Citroën is a top two player. Yes, you read that right.

Not in overall fleet sales (it remained just outside the top 10 last year), but in salary sacrifice schemes it is extremely popular.

It is behind only fleet giant Ford on Tusker’s SalarySacrifice4Cars (SS4C) scheme.

“Salary sacrifice is certainly a door opener for us,” Andy Wady, Citroën’s fleet director, says. “It has helped open up a lot of fleet policy lists that have traditionally been closed to us or where we’ve taken less of the share.

“Salary sacrifice tends to be based around low emission vehicles and that’s where we sit quite nicely.”

DS3 – part of Citroën’s premium DS line – and the C1 have been its most popular models with salary sacrifice.

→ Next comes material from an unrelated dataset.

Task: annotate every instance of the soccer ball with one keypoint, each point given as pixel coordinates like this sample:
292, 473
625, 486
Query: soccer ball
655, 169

In addition to low CO2, competitive deals have helped to raise their appeal further with company employees.

DS line to attract fleet customers

Wady is expecting to attract more fleets, particularly user-choosers, to the DS line with the launch of DS5 in April.

It will be the first production Citroën to offer diesel hybrid technology (Hybrid4), following in the footsteps of sister company Peugeot.

Wady says the diesel hybrid concept has been well received by fleets and CO2 of 99g/km will be “a headline catcher”. (According to a Fleet News survey – October 13, 2011 – 51% of fleets say diesel-electric will be the most popular alternative fuel on their fleets in the next five years.)

“It will allow us to compete credibly with some of the premium guys and some of the crossover guys with a much stronger product offering,” he says.

He is expecting DS5 to sell 3,500 units, with the Hybrid4 accounting for 10%. Two-thirds of the total are expected to be fleets.

“DS3 has been very successful within fleet but it’s not a great fleet car because it is a three-door whereas DS4 and DS5 put us in a much stronger position because their body styles are more appropriate for fleet,” he says.

Citroën wholelife costs manager Jason King has been working with the pricing guides ahead of each DS launch.
As a result of their feedback, Citroën made changes to vehicle specification. Wady says the car has been “enhanced” for the UK.

He admits that Citroën still needs to make more progress with residual value management but says “we are trying to be a responsible manufacturer”.

“We’re not doing lots of short-cycle business and dropping large amounts of used vehicles in the early part of their lives,” he says.

“We could create very fast sales results at the front end but cause ourselves long-term problems in terms of residuals.”

Only 1.25% of Citroëns’ total volume last year was rental and that included supplying a few hundred DS3s to Avis.

“They put DS3 into its own segment, as a premium offering, so it worked for us,” Wady says. “But for all intents and purposes we’re out of rental.”